Guest Post by Willis Eschenbach
There’s a new paper over at IOP called “Forcing of the wintertime atmospheric circulation by the multidecadal fluctuations of the North Atlantic ocean”, by Y Peings and G Magnusdottir, hereinafter Peings2014. I was particularly interested in a couple of things they discuss in their abstract, which says (emphasis mine):
The North Atlantic sea surface temperature exhibits fluctuations on the multidecadal time scale, a phenomenon known as the Atlantic Multidecadal Oscillation (AMO). This letter demonstrates that the multidecadal fluctuations of the wintertime North Atlantic Oscillation (NAO) are tied to the AMO, with an opposite-signed relationship between the polarities of the AMO and the NAO. Our statistical analyses suggest that the AMO signal precedes the NAO by 10–15 years with an interesting predictability window for decadal forecasting. The AMO footprint is also detected in the multidecadal variability of the intraseasonal weather regimes of the North Atlantic sector. This observational evidence is robust over the entire 20th century and it is supported by numerical experiments with an atmospheric global climate model.

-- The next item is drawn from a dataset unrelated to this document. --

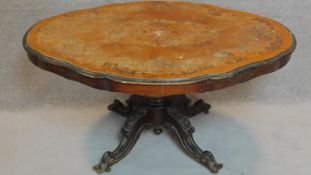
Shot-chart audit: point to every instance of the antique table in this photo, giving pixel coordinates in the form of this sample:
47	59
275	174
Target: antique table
159	51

Let me start with their claim that the AMO signal precedes the NAO by 10-15 years. Here’s the cross-correlation function for the monthly data, using the full 1856-2112 NOAA AMO and the Hurrell NAO data:
Hmmmm … why am I not finding the relationship between AMO and NAO they discuss? I mean, I see that the largest correlation is at zero, and there is a correlation out 15 years, but it’s all so tiny … what’s the problem?
Well, to start with, they are not using the regular AMO index, nor are they using the full year. Instead, here is their description:
A wintertime AMO index is constructed over the 1870– 2012 period using the HadISST dataset (Rayner et al 2003). The monthly SST anomalies are determined with respect to the 1981–2010 climatology, then the winter AMO index is computed by averaging the monthly SST anomalies over the North Atlantic [75W/5W; 0/70N] from December to March (DJFM). The global anomalies of SST are subtracted in order to remove the global warming trend and the tropical oceans influence, as suggested by Trenberth and Shea (2006). A Lanczos low-pass filter is applied to the time series to remove the high-frequency variability (21 total weights and a threshold of 10 years, with the end points reflected to avoid losing data).
Nor are they using the standard NAO, viz:
A decadal NAO index is computed from the 20th century reanalysis (20CR), which is available over 1871–2010 and is based on the assimilation of surface pressure observations only (Compo et al 2011). We use the station-based formulation based on the Stykkisholmur/Reykjavik and Lisbon anomalous sea-level pressure (SLP) difference (Hurrell et al 2003). The high-frequency fluctuations are removed from the NAO index using the same Lanczos filter as for the AMO index.
They are not using the standard AMO, nor the standard NAO, and most importantly, they are using a smoothed subset of the data for calculating the correlations. While using smoothed data is fine for display purposes, it is almost always a Very Bad Idea™ to do statistics and correlations using smoothed data, for reasons discussed below.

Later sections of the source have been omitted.